Under the direction of DP Ben Smithard, we see some colourful street scenes and beautiful sights. Following the constant panning camera between pillars and doorways, we become silent observers of the lives of these Marigold residents.
Throughout the movie, I’ve jotted down a few fine lines which, if spoken by the inexperienced, could well become platitudes. But here delivered by these professionals of film and stage, the one-liners are spot-on and memorable. Everyone has a story and there are a few notable dialogues, like this between the eldest pair swept by clashing undercurrents:
Muriel (Maggie Smith): You’re just nineteen days older than I am.
Evelyn (Judi Dench): Nineteen days is the life span of a wasp.
Exactly, time is relative. Fact is, time is what these Marigold residents don’t have. That’s what makes each of their story so pressing. At 79, Evelyn is faced with the choice of accepting or declining a new career as well as a genuine but shy suitor, Douglas (Bill Nighy). Her feeling in a nutshell:
“Sometimes it seems the difference between what we want and what we fear is the width of an eyelash.”
Good that she realizes just in time, and it’s clever how she conveys her message to Douglas at Sonny’s wedding. So, her new insight after much pondering:
“I thought, how many new lives can we have? Then I thought, as many as we like.”

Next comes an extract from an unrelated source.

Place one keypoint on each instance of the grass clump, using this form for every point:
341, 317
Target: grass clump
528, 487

And for Norman (Ronald Pickup) and Carol (Diana Hardcastle), it’s never too late to change as we see love turn them from promiscuity to monogamy. Well, even a faint attempt is encouraging.
As for Madge (Celia Imrie), she finally decides which direction she should take, left, right, or straight ahead, probably for the first time in her life.

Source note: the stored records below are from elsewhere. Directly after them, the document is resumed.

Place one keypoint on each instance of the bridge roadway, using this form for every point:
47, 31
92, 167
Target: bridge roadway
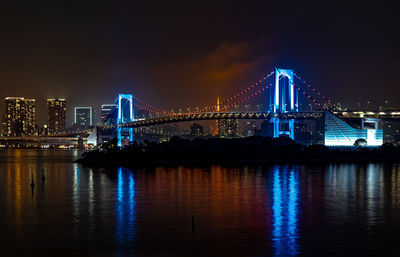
392, 115
382, 115
221, 116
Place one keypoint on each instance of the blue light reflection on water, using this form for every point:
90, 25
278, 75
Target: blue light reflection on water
125, 208
285, 209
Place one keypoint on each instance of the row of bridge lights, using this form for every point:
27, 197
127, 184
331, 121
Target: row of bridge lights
153, 109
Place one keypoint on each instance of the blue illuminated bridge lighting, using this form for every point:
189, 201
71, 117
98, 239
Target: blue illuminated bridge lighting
283, 109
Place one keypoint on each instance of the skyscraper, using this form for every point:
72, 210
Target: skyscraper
56, 121
83, 117
109, 113
20, 118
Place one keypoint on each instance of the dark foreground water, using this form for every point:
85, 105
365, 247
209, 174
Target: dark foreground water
281, 210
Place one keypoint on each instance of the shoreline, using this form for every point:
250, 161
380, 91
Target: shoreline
174, 163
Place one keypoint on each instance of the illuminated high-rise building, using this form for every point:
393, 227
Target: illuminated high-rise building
20, 117
56, 120
83, 117
109, 113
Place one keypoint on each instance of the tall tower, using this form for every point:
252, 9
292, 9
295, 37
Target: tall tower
283, 98
216, 132
125, 115
20, 118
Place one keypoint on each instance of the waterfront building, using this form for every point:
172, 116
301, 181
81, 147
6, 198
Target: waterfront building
56, 119
109, 113
20, 117
83, 117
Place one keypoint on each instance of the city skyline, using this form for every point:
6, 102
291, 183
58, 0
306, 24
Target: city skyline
167, 73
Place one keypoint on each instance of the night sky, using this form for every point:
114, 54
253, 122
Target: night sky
185, 54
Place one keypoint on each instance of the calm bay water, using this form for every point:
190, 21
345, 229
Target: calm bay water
279, 210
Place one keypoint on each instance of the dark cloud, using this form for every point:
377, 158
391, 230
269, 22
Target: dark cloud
180, 53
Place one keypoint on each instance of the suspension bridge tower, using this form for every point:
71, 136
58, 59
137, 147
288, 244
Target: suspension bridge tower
283, 98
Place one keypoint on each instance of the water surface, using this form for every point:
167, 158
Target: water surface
278, 210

Who can laugh at the old but themselves? Here when Jean (Penelope Wilton) suddenly reappears at the Marigold, I can associate her role as the sharp-tongued Isobel Crawley in Downton Abbey:
“I couldn’t resist the opportunity to come out and visit the old ruins, and see how the hotel was doing too.”
As a self-appointed tour guide in Jaipur, Douglas knows it’s never too old to step out into uncharted territory. Some good laughs there with his little helper in the background feeding him info or he’ll be just as lost as his tourist clients. As well, he is experiencing love like an insecure young chap. This is my favourite line, not only for the words but the way Nighy says them can make your heart ache:
“The great and terrible thing about life is there’s just so much bloody potential.” The subtext is brilliantly conveyed by his obvious frustration and agitated demeanour.
Ah… “There is no present like the time” [sic, exactly]
Time is a gift and a torment when you’re only given a limited portion under the low-hanging clouds of mortality. Here’s the poignant scene at the end. It belongs to Muriel (Maggie Smith), could well be foreshadowing what we will see in Season 6 of Downton Abbey. Her voiceover is full of pathos:
“There is no such thing as an ending; just a place where you leave the story.”
Of course there are flaws in the movie. But just like wrinkles, you’ve come to overlook them while admiring the person. Call it an escape or a two-hour vacation, The Second, Best Exotic Hotel offers a fun and gratifying ride.